E por falar em dinheiro, na Paulista teve ato do bolsonarismo com a presença de bolso e mala — Malafaia e Bolsonaro — e nem assim conseguiram reunir mais gente do que o bar lotado por um sósia.
— Eu me pergunto, doutor, o que é frustração para esse povo? Talvez seja ver que a Forbes ainda não colocou o nome deles ao lado do Lehman ou do Sicupira. Gente que sonha com cifras e acorda com CPI.
— Olha uma parte deles ali, vestindo verde e amarelo, assediando o cosplay do Neymar por uma selfie e um abraço — apontou o Juvenal, sem tirar o pano do ombro.
— Doutor, a geração mais nova parece incapaz de tolerar uma espera. Um pedido no iFood que demora três minutos a mais já é crise existencial. Deputado mirim, tipo o Nicolas, quer emenda liberada no Pix, já! Frustração pra eles é não viralizar o story. E enquanto isso, os filósofos corporativos nos recomendam “resiliência” como se fosse aplicativo, um serviço de Uber emocional ou 99Resiliências, com desconto no final de semana. Escolha seu coach, defina sua rota e… boa sorte na terapia por assinatura.
— Mas, doutor, como adquirir resiliência se não há mais espaço pra errar? Se a Inteligência Artificial já escreve o texto, calcula o imposto e responde ao crush com três opções de emoji e duas de flerte? A frustração hoje é não tirar a selfie certa com o sósia certo.

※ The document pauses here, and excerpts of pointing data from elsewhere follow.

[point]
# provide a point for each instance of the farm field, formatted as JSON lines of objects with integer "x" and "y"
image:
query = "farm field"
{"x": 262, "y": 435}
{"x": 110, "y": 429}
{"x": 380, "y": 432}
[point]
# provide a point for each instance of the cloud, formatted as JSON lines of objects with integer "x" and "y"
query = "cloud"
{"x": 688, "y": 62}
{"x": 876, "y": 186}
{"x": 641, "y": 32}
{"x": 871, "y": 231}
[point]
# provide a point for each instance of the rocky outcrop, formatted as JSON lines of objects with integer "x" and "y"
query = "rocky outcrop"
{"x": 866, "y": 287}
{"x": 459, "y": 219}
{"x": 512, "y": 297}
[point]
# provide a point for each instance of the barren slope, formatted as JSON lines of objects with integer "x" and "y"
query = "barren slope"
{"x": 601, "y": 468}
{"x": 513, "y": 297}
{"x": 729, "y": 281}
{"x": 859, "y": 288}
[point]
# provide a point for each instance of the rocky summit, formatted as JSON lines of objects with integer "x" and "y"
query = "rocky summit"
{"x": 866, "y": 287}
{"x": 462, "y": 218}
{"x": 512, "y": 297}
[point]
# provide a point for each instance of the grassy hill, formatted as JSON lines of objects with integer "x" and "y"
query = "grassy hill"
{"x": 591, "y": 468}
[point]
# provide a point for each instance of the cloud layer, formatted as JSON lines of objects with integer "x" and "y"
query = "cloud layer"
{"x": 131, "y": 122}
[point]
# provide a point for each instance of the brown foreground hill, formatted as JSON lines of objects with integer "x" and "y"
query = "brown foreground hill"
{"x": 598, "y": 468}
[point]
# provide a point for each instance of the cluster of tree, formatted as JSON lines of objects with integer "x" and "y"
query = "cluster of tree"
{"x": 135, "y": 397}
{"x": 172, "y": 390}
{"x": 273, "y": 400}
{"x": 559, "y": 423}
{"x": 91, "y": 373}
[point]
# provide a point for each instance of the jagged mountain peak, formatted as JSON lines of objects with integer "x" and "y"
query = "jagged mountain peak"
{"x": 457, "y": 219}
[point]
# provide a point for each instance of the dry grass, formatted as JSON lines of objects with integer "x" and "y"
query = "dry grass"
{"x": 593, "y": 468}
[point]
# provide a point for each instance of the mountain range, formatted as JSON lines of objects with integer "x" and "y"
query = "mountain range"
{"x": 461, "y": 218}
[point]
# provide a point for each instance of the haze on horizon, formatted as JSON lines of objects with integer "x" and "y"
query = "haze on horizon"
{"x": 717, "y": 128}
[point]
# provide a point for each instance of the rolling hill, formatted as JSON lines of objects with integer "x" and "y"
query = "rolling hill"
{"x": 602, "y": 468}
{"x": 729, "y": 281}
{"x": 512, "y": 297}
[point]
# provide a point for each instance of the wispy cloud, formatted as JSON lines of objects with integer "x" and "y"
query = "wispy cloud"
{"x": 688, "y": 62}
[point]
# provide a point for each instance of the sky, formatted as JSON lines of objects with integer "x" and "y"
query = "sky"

Ou ser dispensado por uma mulher que só existe nos servidores da OpenAI.
A amiga da minha sobrinha, linda, 22 anos, influente. Tá arrasada. Foi ultrapassada por modelos feitos por IA — mulheres perfeitas, de beleza inatingível, que nem espinhas têm. Como competir? Ela não está frustrada com os outros. Está frustrada com o impossível. Frustrada com o algoritmo.
Foi aí que o Juvenal voltou e soltou a bomba:
— Parabéns, doutor. A entrevista na revista ficou top. O senhor é mesmo o psicanalista do ano!
Ah… então era isso, pensei. Ele não estava frustrado. Estava celebrando. Mas de um jeito estoico, elegante, quase britânico. Sem dancinha, sem sósia, sem live.
Eu sorri, também pedi uma dose de whisky e confessei:
— Doutor, eu também comemoro quando atinjo uma meta. Se bem que isso não acontece há algum tempo. Mas só de estar aqui, sendo atendido pelo psicanalista do ano, já é um golaço na minha autoestima.
Foi aí que um grupo com a camisa da seleção saiu frustrado, chutando tampinha de garrafa e xingando o bar inteiro.
— Isso aqui é Brasil, porra. Tô indo embora! O cara nem é o Neymar de verdade. Boteco de merda!
E eu pensei: esse pessoal acredita em qualquer coisa. Menos que a frustração pode ensinar.
O doutor, enfim, ergueu os olhos do bloquinho. Ajeitou os óculos. E disse, quase num sussurro:
— A frustração é a mãe da maturidade.
E eu, por um instante, me senti adulto.